Esquerre, Damien; Brennan, Ian; Donnellan, Stephen; Keogh, Scott (2022), Evolutionary models demonstrate rapid and adaptive diversification of Australo-Papuan pythons, Dryad, Dataset,


Lineages may diversify when they encounter available ecological niches. Adaptive divergence by ecological opportunity often appears to follow the invasion of a new environment with open ecological space. This evolutionary process is hypothesized to explain the explosive diversification of numerous Australian vertebrate groups following the collision of the Eurasian and Australian plates 25 million years ago. One of these groups is the pythons, which demonstrate their greatest phenotypic and ecological diversity in Australo-Papua (Australia and New Guinea). Here, using an updated and near complete time-calibrated phylogenomic hypothesis of the group, we show that following invasion of this region, pythons experienced a sudden burst of speciation rates coupled with multiple instances of accelerated phenotypic evolution in head and body shape and body size.

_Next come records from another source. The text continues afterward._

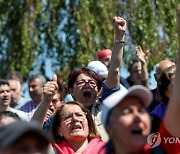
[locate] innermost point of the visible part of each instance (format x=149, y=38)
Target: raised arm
x=143, y=60
x=119, y=29
x=172, y=118
x=49, y=90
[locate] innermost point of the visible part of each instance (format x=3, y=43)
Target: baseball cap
x=141, y=92
x=103, y=53
x=9, y=134
x=98, y=67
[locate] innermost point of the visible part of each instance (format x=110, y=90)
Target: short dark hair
x=83, y=70
x=57, y=121
x=15, y=75
x=4, y=114
x=41, y=78
x=4, y=82
x=164, y=81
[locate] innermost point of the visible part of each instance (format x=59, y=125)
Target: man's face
x=131, y=118
x=5, y=95
x=85, y=90
x=35, y=89
x=106, y=61
x=15, y=87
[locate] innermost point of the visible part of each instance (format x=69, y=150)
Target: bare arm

These results are consistent with adaptive radiation theory with an initial rapid niche filling phase and later slow-down approaching niche saturation. We discuss these findings in the context of other Australo-Papuan adaptive radiations and the importance of incorporating adaptive diversification systems that are not extraordinarily species-rich but ecomorphologically diverse to understand how biodiversity is generated.